More than 1 million UAE consumers were victims of online shopping scams in 2017, losing a total of AED321 million ($87.3 million), according to a new report.
The 2017 Norton Cyber Security Insights Report, released by Norton by Symantec, has been released as e-commerce rises in popularity in the Gulf.
It said consumers in the UAE face a variety of risks including online shopping scams, credit and debit card fraud and breach of their payment information.
The report added that last year, nearly one-third of cybercrime victims in the UAE fell for such scams, losing an average of 47.2 hours to resolve the issue.
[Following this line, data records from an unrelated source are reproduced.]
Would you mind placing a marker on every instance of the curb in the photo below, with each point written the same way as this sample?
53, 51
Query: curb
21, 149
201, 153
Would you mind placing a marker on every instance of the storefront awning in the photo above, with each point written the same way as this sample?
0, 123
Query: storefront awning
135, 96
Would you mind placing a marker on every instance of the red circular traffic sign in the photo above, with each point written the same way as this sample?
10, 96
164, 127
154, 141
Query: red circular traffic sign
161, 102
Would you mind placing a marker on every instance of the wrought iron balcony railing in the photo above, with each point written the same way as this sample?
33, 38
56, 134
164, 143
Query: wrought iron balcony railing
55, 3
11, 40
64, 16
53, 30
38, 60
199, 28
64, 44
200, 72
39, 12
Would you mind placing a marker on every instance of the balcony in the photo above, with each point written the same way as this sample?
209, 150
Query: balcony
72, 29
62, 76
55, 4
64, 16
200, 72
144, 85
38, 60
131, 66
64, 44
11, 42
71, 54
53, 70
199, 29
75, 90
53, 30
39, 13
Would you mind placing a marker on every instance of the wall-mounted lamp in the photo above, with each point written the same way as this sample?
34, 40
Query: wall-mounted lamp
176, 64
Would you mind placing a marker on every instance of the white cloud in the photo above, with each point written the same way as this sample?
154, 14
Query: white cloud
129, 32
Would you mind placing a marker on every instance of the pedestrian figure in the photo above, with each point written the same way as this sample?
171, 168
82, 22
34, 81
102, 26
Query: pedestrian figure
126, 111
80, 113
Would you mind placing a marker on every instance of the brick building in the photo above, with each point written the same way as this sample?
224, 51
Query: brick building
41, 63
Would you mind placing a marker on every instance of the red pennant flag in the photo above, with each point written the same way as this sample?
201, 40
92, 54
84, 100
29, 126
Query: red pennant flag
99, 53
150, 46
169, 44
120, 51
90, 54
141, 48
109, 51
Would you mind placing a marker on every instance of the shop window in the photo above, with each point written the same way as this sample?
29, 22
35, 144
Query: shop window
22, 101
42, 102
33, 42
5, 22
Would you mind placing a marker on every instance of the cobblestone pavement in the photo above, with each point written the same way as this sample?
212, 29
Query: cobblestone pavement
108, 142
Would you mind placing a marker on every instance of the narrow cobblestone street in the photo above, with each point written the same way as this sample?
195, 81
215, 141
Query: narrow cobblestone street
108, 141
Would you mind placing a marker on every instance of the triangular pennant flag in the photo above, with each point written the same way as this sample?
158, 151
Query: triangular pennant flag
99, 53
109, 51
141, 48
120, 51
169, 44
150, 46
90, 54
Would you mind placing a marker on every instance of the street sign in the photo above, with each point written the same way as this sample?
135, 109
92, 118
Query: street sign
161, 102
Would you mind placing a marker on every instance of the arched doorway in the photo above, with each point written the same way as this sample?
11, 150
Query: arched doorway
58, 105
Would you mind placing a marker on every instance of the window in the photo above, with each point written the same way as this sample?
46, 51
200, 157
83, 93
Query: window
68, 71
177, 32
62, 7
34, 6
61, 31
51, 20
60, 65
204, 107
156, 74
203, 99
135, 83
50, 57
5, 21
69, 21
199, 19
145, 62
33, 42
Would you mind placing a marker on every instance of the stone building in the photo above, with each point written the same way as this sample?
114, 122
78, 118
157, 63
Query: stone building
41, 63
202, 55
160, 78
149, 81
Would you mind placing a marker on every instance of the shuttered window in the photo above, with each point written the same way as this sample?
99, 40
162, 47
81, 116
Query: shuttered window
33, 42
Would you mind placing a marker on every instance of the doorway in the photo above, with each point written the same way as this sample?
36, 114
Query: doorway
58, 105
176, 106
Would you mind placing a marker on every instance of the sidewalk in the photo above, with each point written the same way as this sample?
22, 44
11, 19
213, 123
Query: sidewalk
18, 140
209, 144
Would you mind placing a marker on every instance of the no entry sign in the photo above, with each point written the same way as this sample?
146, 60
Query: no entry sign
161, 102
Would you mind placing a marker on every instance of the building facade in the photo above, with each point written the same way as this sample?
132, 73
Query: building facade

More than one in four (22 percent) had their financial details compromised as a result of shopping online, 28 percent experienced credit or debit card fraud and 43 percent were notified their personal or financial information was compromised in a data breach last year.
E-commerce in the UAE is expected to be valued at $10 billion in 2018, according to Frost and Sullivan, with nine out of 10 UAE consumers shopping their mobile devices, according to Norton’s research. This is despite the fact that 71 percent of the respondents in the country feel shopping from a mobile device is risky.
Tamim Taufiq, head of Norton Middle East, said: “The UAE has one of the highest internet and mobile penetration rates in the world, fueling the growth of the e-commerce industry. There are a number of perks for consumers, from booking dinner reservations and buying concert tickets to finding the perfect gifts online.
"But along with the perks, numerous threats lurk online. From e-commerce and online auction fraud, fake websites to bogus ticket offers, consumers may not always be able to easily spot dubious websites and offers. By following a few easy steps, however consumers can avoid falling victim to such scams,” he added.
The report said UAE consumers lost more than two working days (18 hours) on average in dealing with credit or debit card fraud, while an average of one working day (eight hours) was lost trying to resolve or recover from an incident wherein their payment information was stolen from the phone.
Consumers also spent an average of 22.4 hours (or nearly one working week) dealing with the consequences of financial information that was compromised while shopping online.